I usually tow the dinghy with a floating line and a bridle on the dingy. I think it might do better with a bridle on the mother ship too. Nothing is in the dingy should it flip over, but I do not like to tow in 20 plus knots. I was thinking about the drag issue and i'm not sure if that is much of an issue unless in light winds. In heavier winds the limit is hull speed and the sails should propell the boat enough to overcome the drag. IMHO No proof however. The issue I have is it getting swamped, but then again I responded to someone the other day about hurricane conditions and how I handled the dingy. While I was anchored in a hurricane hole and it was only a Cat 1, I did fill the dinghy with water and it did well tied astern of the boat on about 20 feet or so of floating line. The waves were not much of a factor so I'm not sure how that might play. There have been times when sailing that the dingy has sped down a wave to hit the stern of the boat, but adjusting the painter to having it ride further away or even bringing it right up to the stern has remedied the situation. The dinghy is a 10 ft. Archilles with wooden floor and the mother ship is a 37 foot Tayana with limited deck space.


----------



## sck5 (Aug 20, 2007)

davits are quite useful in settled weather in places like the Chesapeake or the ICW. Easy to get the boat up and down, which I cant say about the deck. Also, my marina is OK with me having it on davits but not tied to the stern. Hauling it up on deck or taking it to the dinghy dock every time I come back is a pain. For bad weather or on the ocean it goes on the deck. But davits are very convenient things. Also, and maybe I am just being paranoid, I feel like it is less likely to be stolen from davits than from floating around behind the boat. Not such an issue most places in the Chesapeake but a real issue in some islands.


----------



## chenniepreston (May 8, 2006)

We towed our dinghy the entire length of the ICW from Cape May to Miami. We ALWAYS took off the motor as we had a lift on the stern of our Tartan 37.
We carried it on deck for crossings in open water, like across the Gulf Stream, but we towed it from Bimini all the way to Georgetown, and back.
It will cost you about a knot, but who cares!! It's a hassle to take it in and out of the water, tie it down etc. We had a 11' Zodiac with plywood floors.
I wouldn't have an inflatable floor as everyone we knew that had one had leaks, and it was soft. It's nice to be able to toss in your anchor, fuel, shells or what ever and not worry about it.


----------



## lancelot9898 (Dec 30, 2008)

chenniepreston said:


> We had a 11' Zodiac with plywood floors.
> I wouldn't have an inflatable floor as everyone we knew that had one had leaks, and it was soft. It's nice to be able to toss in your anchor, fuel, shells or what ever and not worry about it.

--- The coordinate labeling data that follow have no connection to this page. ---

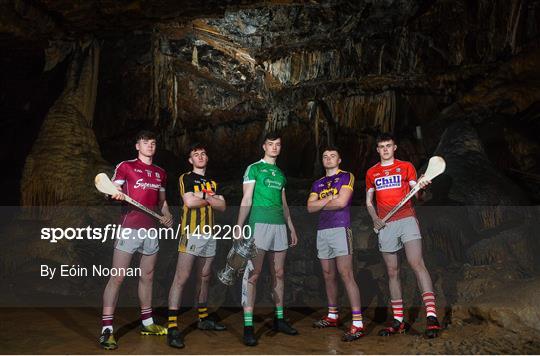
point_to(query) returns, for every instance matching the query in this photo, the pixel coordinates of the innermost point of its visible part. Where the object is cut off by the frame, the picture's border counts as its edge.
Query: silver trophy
(240, 253)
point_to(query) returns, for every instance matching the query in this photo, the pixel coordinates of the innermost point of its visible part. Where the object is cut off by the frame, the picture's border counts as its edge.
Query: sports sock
(106, 322)
(279, 312)
(333, 312)
(357, 319)
(397, 309)
(202, 309)
(146, 316)
(429, 302)
(248, 318)
(172, 318)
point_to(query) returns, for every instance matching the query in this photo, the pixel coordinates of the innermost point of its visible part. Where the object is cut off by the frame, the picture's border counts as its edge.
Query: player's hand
(119, 195)
(237, 232)
(167, 220)
(294, 239)
(423, 183)
(378, 223)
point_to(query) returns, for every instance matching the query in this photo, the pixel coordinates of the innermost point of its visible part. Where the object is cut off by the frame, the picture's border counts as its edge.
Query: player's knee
(279, 273)
(393, 271)
(205, 277)
(346, 276)
(117, 280)
(180, 279)
(329, 275)
(147, 276)
(253, 277)
(418, 265)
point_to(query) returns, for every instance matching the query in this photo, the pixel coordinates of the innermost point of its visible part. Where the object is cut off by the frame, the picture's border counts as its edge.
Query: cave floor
(75, 331)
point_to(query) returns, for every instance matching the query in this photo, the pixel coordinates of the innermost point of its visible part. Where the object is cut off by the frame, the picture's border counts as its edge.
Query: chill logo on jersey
(388, 182)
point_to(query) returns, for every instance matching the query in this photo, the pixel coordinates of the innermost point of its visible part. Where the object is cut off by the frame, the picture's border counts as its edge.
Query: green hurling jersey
(267, 205)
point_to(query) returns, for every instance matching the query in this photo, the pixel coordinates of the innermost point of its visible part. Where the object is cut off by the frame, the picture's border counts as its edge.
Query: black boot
(284, 327)
(249, 336)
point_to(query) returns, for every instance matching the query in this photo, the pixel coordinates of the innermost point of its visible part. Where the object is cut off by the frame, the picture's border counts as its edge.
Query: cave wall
(337, 72)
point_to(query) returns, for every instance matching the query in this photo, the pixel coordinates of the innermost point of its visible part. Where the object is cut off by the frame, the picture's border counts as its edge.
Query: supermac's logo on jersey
(388, 182)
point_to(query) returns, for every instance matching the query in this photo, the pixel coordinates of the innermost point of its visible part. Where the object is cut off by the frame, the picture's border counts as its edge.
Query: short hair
(272, 136)
(331, 148)
(145, 135)
(195, 147)
(385, 136)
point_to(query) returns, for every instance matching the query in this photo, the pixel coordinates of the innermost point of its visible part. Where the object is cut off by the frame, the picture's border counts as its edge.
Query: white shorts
(137, 241)
(334, 242)
(397, 232)
(270, 237)
(198, 245)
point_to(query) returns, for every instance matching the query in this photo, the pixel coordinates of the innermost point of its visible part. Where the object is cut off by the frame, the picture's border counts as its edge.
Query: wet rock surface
(454, 78)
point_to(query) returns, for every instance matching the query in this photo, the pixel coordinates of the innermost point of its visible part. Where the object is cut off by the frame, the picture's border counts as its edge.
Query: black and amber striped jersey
(193, 217)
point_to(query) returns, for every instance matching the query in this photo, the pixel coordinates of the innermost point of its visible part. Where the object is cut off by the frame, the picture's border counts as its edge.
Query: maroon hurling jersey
(142, 182)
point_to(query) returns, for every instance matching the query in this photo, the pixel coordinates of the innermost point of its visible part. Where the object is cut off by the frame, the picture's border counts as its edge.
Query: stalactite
(164, 94)
(65, 156)
(513, 25)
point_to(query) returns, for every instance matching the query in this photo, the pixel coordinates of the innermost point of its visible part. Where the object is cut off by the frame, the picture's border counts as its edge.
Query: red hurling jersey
(142, 182)
(391, 183)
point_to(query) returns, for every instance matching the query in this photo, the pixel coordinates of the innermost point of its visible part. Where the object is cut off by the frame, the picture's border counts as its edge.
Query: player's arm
(194, 200)
(216, 202)
(377, 222)
(167, 219)
(315, 204)
(287, 216)
(245, 205)
(119, 195)
(341, 200)
(118, 179)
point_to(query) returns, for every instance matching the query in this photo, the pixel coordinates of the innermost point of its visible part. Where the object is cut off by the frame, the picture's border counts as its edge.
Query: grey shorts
(198, 245)
(334, 242)
(270, 237)
(397, 232)
(138, 241)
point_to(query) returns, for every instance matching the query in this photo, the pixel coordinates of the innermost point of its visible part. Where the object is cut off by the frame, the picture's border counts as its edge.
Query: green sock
(248, 318)
(279, 312)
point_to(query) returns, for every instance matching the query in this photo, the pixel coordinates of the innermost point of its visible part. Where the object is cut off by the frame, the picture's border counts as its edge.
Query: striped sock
(429, 302)
(202, 309)
(357, 319)
(172, 318)
(333, 311)
(248, 318)
(146, 316)
(397, 309)
(279, 312)
(106, 322)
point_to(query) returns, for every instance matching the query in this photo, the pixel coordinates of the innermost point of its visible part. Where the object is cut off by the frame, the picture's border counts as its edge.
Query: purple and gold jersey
(330, 186)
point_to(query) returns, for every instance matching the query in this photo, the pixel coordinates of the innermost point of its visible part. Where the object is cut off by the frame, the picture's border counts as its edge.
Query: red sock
(429, 302)
(397, 309)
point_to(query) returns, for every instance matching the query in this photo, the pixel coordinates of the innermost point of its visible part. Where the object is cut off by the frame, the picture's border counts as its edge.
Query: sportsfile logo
(388, 182)
(144, 186)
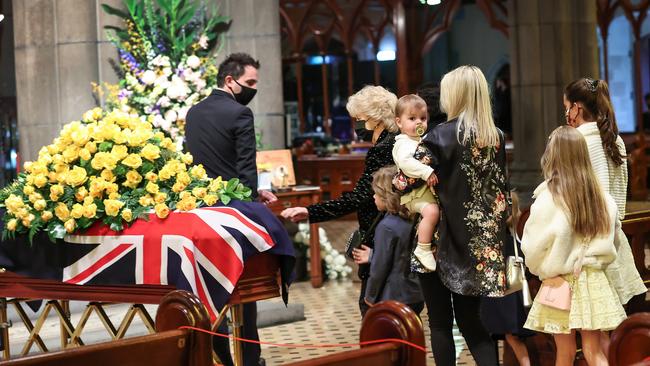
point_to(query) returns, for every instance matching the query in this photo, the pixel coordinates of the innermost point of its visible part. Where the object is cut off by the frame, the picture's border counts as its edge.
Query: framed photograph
(275, 166)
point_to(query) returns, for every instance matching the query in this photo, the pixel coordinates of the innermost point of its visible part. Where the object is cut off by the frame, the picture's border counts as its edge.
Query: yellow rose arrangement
(112, 167)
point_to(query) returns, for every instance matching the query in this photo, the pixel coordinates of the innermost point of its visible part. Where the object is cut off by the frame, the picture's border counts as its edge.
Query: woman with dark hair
(374, 109)
(589, 109)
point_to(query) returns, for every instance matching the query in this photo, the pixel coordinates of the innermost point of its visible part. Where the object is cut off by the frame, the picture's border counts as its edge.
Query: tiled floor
(332, 315)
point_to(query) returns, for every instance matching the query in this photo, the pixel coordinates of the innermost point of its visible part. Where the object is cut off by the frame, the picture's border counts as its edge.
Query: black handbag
(359, 237)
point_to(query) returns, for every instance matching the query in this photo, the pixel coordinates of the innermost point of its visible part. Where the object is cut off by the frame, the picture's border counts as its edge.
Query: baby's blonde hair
(374, 102)
(409, 101)
(573, 183)
(464, 94)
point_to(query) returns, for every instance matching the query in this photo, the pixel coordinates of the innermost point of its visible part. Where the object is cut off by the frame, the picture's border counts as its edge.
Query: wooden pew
(170, 346)
(630, 342)
(388, 319)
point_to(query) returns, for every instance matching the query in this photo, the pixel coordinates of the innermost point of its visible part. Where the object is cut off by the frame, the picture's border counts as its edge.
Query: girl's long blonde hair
(573, 183)
(464, 94)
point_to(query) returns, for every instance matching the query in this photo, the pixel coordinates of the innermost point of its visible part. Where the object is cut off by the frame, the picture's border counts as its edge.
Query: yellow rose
(90, 210)
(85, 154)
(55, 192)
(127, 215)
(40, 205)
(152, 188)
(40, 180)
(27, 220)
(13, 203)
(108, 175)
(46, 216)
(200, 192)
(11, 224)
(210, 199)
(35, 197)
(187, 158)
(215, 185)
(165, 173)
(70, 226)
(168, 144)
(28, 166)
(132, 179)
(61, 211)
(150, 152)
(183, 178)
(145, 201)
(71, 153)
(198, 172)
(151, 176)
(81, 193)
(120, 151)
(132, 161)
(91, 147)
(187, 204)
(77, 211)
(112, 207)
(76, 176)
(178, 187)
(162, 210)
(28, 190)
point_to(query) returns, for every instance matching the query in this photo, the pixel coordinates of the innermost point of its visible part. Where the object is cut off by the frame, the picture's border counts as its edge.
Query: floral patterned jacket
(474, 198)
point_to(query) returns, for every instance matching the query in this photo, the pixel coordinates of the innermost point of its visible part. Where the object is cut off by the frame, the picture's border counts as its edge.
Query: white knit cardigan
(612, 177)
(550, 246)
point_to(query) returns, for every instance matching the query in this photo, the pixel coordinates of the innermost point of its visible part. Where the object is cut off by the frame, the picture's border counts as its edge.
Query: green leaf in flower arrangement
(117, 226)
(224, 198)
(55, 231)
(105, 146)
(113, 11)
(232, 184)
(120, 170)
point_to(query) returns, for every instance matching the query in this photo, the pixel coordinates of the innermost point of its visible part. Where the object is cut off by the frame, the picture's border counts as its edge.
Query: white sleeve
(403, 157)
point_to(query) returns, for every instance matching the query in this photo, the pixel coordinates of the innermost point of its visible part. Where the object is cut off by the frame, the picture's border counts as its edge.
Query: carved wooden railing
(169, 346)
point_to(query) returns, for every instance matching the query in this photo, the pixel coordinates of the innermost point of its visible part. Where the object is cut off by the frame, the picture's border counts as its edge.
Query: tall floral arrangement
(111, 167)
(166, 59)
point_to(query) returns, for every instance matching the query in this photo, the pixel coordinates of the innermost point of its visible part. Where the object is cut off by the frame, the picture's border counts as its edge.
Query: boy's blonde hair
(409, 101)
(382, 184)
(573, 183)
(464, 94)
(374, 102)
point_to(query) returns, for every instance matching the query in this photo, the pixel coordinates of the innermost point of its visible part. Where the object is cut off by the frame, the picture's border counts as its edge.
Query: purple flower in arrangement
(128, 59)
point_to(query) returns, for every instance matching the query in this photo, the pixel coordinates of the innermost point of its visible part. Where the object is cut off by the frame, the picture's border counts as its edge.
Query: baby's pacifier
(419, 129)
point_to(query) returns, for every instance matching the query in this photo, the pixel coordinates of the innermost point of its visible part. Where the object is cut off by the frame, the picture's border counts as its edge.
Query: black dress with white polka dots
(360, 199)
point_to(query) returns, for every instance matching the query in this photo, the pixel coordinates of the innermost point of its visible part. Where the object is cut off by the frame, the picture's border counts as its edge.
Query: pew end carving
(170, 346)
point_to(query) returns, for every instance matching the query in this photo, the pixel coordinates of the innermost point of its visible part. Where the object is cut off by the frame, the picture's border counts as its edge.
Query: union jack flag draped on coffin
(202, 251)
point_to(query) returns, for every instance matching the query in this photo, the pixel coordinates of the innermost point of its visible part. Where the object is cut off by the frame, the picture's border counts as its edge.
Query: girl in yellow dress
(569, 236)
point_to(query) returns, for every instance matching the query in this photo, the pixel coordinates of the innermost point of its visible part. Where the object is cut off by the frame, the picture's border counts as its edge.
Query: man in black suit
(220, 134)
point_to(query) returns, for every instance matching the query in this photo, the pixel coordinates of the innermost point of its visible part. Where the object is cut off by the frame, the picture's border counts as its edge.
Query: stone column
(255, 30)
(59, 50)
(552, 42)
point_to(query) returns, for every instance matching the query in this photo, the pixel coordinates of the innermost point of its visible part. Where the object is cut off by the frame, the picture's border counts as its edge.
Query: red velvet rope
(321, 345)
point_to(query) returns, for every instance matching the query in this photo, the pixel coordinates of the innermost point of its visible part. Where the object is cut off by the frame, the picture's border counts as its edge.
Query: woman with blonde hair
(468, 156)
(568, 241)
(374, 109)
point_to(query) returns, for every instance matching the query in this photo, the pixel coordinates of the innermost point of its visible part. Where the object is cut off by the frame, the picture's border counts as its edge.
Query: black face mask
(362, 133)
(245, 95)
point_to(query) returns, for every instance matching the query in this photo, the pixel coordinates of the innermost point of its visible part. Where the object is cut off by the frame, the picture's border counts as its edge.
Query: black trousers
(251, 351)
(466, 309)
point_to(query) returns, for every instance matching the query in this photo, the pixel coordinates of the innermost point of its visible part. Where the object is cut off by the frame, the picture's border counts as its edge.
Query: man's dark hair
(234, 66)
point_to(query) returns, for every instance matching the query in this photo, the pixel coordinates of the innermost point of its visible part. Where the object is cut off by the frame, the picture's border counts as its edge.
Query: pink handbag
(555, 297)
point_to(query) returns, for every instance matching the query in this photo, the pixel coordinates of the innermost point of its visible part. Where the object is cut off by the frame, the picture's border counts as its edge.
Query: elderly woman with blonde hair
(373, 107)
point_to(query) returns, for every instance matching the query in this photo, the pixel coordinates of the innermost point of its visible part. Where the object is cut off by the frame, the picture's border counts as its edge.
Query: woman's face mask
(360, 130)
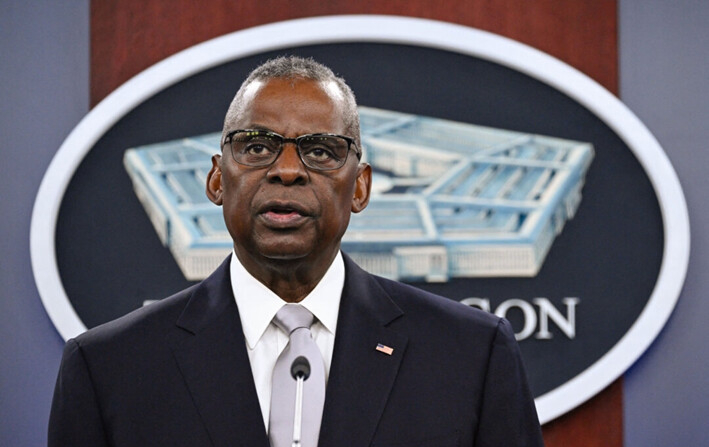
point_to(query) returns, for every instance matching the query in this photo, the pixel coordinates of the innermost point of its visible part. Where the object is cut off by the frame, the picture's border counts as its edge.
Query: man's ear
(214, 181)
(363, 187)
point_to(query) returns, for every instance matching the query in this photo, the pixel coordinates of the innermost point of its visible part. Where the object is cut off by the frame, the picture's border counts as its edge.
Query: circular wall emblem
(504, 179)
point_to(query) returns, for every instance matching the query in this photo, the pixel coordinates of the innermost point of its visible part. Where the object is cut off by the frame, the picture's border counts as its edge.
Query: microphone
(300, 370)
(300, 366)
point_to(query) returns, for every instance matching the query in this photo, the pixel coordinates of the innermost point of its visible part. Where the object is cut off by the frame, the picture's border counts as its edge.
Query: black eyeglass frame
(350, 144)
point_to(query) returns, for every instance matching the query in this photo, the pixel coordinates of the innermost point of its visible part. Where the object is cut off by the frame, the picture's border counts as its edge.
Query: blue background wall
(44, 74)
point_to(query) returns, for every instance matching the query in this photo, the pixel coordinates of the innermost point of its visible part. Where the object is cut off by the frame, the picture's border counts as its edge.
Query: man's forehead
(253, 93)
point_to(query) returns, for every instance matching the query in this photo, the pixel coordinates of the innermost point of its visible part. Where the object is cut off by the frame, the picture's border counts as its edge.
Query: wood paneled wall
(128, 36)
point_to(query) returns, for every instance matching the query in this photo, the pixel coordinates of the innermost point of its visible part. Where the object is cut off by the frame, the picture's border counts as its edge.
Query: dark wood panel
(597, 423)
(128, 36)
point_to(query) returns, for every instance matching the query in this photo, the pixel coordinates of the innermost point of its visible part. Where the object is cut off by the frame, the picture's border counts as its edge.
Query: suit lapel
(211, 354)
(361, 377)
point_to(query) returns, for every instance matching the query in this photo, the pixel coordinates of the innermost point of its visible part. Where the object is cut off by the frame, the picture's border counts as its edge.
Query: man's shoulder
(413, 300)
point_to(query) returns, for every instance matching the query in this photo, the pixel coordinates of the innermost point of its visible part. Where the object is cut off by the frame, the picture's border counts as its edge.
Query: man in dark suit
(403, 367)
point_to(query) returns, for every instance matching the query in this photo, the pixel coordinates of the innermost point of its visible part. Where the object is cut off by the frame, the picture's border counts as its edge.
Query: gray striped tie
(296, 320)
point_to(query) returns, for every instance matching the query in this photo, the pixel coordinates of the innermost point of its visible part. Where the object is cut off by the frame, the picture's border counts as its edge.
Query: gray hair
(293, 67)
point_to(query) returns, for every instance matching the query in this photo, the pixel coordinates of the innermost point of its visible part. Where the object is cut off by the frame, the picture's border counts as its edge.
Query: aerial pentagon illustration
(449, 199)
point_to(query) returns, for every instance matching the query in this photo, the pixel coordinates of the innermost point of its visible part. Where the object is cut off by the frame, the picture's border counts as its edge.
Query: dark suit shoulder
(415, 301)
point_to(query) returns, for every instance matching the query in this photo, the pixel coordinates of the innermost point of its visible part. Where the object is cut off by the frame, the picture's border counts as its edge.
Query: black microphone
(300, 370)
(300, 367)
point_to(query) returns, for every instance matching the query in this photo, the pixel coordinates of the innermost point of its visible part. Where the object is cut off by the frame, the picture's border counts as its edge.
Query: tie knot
(293, 316)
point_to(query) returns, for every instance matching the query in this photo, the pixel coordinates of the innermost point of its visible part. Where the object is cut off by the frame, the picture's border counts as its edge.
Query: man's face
(286, 212)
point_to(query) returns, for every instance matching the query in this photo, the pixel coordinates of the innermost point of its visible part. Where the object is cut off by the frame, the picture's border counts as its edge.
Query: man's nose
(288, 167)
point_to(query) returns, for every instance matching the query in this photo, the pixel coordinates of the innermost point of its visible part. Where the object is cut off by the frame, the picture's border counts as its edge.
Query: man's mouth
(283, 215)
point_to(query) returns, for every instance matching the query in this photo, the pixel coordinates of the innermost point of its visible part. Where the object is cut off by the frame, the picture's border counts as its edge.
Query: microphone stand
(300, 370)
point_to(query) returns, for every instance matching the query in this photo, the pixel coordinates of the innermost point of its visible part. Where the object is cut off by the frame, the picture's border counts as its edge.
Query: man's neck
(291, 279)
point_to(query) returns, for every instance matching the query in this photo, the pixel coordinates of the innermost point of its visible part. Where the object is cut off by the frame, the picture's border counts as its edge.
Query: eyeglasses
(320, 151)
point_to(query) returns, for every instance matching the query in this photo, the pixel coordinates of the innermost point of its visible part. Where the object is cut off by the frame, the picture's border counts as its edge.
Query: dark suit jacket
(176, 373)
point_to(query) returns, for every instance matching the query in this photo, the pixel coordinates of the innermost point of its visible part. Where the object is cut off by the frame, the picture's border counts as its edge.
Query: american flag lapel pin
(385, 349)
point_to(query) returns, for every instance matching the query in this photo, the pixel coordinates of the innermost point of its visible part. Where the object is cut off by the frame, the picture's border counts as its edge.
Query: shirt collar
(258, 304)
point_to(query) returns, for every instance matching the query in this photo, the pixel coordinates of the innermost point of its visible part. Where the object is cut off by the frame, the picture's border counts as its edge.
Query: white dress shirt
(264, 340)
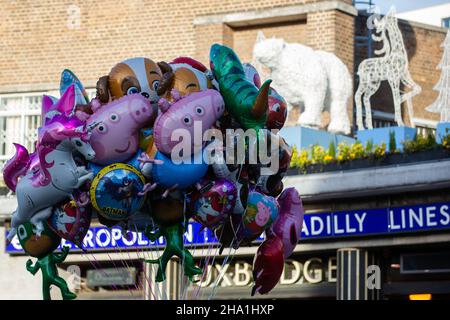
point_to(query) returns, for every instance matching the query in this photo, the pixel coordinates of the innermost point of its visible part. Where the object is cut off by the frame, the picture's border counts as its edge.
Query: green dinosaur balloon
(174, 247)
(243, 100)
(50, 276)
(42, 247)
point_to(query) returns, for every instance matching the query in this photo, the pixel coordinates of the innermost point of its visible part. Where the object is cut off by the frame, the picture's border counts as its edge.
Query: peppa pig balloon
(260, 213)
(288, 225)
(203, 108)
(268, 265)
(213, 202)
(116, 137)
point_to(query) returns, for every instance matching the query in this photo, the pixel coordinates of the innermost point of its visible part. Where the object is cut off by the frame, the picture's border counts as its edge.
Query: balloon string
(113, 262)
(213, 259)
(222, 272)
(145, 278)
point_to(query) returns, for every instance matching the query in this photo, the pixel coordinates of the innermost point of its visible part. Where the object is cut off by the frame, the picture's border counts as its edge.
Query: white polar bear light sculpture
(317, 80)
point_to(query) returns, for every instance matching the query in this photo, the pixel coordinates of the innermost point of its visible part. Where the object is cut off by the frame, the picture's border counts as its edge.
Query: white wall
(431, 15)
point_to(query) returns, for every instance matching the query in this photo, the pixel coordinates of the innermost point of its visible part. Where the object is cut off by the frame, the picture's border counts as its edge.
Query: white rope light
(391, 67)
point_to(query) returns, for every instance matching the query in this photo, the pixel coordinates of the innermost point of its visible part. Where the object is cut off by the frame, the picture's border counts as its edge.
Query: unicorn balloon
(50, 174)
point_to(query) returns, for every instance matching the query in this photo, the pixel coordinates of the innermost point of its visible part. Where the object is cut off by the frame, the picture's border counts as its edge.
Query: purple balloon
(288, 225)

I feel the same about the inflatable floors even though there is a newer version out where the high pressure is the V rather than just flat. I also have the plywood, but it is very difficult to assemble on deck. I like the Archilles Al roll up floor which seems to stow easily on deck and if anyone out there has some experience with it, I would like to hear. As far as the towing issue, I've never seen my dinghy airborn even though last year we were hit by a 60 knot storm on the beam. Always felt uneasy about towing it in storm conditions and wondered how easily that it might get swamped. I'm not sure that it would even be a bad situation considering that you want to keep the stern of the mother ship from going broadside to the waves?? Consider a Jordan series drouge and what is suppose to do. Just don't want to be the first to try it with the dinghy even if it is over 20 years old.  The stress imposed on the dinghy would be very great and the attachment point would be the issue and I doubt if the dingy would survive unless deflated.


----------



## Faster (Sep 13, 2005)

lancelot9898 said:


> .... I've never seen my dinghy airborn even though last year we were hit by a 60 knot storm on the beam. .... The stress imposed on the dinghy would be very great and the attachment point would be the issue and I doubt if the dingy would survive unless deflated.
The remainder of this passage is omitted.